Plusieurs narratifs sont ensuite indéniablement affectés par cet acte diruptif de la Cour pénale internationale. On songe spontanément au récit russe destiné à justifier son « opération spéciale », maintenant un peu plus discrédité qu’il ne l’était déjà. Il sera également plus difficile pour Moscou de présenter les transferts et déportations d’enfants comme une opération humanitaire et bienveillante. Le mandat d’arrêt donne des éléments supplémentaires à l’opposition et réclame un investissement encore plus grand dans la désinformation pour en limiter les effets. Mais on pense aussi aux enjeux pour la Cour elle-même. Le bénéfice immédiat est indéniable, la CPI se place au centre de l’échiquier. L’accusation portée contre Vladimir Poutine « démonétise » quelque peu l’intérêt d’une juridiction supplémentaire, par exemple.

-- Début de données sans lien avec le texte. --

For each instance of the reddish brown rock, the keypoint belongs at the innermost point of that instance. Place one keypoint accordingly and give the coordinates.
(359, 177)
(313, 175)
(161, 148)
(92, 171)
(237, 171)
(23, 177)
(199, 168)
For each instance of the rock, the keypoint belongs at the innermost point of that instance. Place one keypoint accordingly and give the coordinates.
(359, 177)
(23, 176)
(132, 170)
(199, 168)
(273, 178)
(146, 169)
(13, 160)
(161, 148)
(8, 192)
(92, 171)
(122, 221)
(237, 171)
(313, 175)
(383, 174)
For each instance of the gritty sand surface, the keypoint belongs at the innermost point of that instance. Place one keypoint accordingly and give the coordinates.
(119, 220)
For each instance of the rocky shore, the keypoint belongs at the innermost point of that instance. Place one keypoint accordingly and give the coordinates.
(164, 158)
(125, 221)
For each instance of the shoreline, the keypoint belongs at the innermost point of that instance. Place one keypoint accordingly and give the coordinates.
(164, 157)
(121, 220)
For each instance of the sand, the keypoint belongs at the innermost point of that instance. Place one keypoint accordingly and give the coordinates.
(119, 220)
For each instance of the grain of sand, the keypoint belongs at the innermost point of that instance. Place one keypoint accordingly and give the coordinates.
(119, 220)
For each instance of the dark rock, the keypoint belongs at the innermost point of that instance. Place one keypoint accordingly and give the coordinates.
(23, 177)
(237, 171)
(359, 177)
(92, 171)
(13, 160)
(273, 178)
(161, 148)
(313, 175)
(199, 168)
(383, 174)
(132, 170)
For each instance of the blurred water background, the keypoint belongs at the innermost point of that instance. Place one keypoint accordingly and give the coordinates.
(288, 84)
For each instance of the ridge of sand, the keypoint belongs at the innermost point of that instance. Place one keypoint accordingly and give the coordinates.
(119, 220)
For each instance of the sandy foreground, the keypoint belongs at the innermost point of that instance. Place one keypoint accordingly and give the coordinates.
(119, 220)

Mais n’y a-t-il pas péril à lancer publiquement un tel mandat d’arrêt quand ses perspectives d’exécution apparaissent aussi faibles ? Encore un sabre de bois ? La démarche pourrait aussi renforcer le discours de ceux dénonçant la sélectivité des enquêtes et procédures engagées par la Cour, sa difficulté à jouer du glaive comme de la balance, sa tentation de la carte et non du menu. La mise en cause de Vladimir Poutine renvoie en miroir à l’absence totale de poursuites contre d’autres dirigeants aux responsabilités pourtant manifestes dans un certain nombre de crimes commis en Afghanistan, en Irak, en Palestine, etc. Ne pas choisir une indignation, tenir tous les bouts, savoir penser contre soi-même : c’est aussi ici que les leçons de cette aventure en terre inconnue devront être tirées.